The leaders of the United States, Germany, France, Britain and Italy agreed to the measures in a phone call on Monday, stating they wanted to "impose further costs" on Russia.
Russian banks will have a harder time accessing European capital markets and arms exports for military use will be banned, EU diplomats said on Tuesday.
There will also be a ban on exporting high-tech energy products to Russia, something which is likely to hit Germany the hardest out of all the EU's 28 member states.
“There was agreement on the importance of coordinated sanctions against Russia due to the continued supply of arms and equipment, and due to the infiltration of militants in the eastern Ukraine,” Chancellor Angela Merkel’s office said in a statement.

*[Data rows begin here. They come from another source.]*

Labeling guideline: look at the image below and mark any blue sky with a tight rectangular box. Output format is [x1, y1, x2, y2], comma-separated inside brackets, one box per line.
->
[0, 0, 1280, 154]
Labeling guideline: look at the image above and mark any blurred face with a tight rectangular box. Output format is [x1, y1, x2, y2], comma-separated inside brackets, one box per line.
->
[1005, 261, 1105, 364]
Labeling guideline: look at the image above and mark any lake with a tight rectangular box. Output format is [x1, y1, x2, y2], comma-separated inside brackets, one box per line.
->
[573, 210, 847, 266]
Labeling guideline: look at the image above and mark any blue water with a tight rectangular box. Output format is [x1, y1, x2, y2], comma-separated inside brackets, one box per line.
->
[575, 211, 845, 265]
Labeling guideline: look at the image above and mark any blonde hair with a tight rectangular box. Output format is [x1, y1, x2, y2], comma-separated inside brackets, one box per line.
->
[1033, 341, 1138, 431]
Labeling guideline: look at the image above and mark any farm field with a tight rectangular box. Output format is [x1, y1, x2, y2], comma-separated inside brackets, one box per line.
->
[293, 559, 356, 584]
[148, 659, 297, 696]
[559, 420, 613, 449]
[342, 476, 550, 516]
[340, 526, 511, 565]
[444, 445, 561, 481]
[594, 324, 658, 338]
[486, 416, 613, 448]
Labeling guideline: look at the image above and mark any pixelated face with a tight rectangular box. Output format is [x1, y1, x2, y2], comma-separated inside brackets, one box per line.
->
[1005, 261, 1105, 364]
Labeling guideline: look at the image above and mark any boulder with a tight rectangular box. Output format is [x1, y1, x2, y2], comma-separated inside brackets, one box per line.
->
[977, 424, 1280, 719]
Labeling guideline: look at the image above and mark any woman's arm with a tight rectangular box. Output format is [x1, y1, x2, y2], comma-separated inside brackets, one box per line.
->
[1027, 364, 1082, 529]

Germany had previously been reluctant to impose sanctions on Russia which would harm its economic interests. Its trade with Russia was worth €76.5 billion in 2013.
The sanctions are aimed at forcing Russia to drop its support for separatist rebels in eastern Ukraine who are accused of shooting down Malaysia Airlines flight MH17.
The move comes after EU leaders on Monday agreed to a number of narrower sanctions targeted against Putin's allies, including entry bans.
New tougher sanctions against Russia are also expected from the US on Tuesday.
"So far we have not seen a strategic change of direction by Putin. That's why we believe it is absolutely necessary to take further measures," US deputy National Security Advisor Anthony Blinken said on Monday in Washington.
The EU ambassadors are meeting on Tuesday in Brussels where details of the sanctions are expected to be finalized.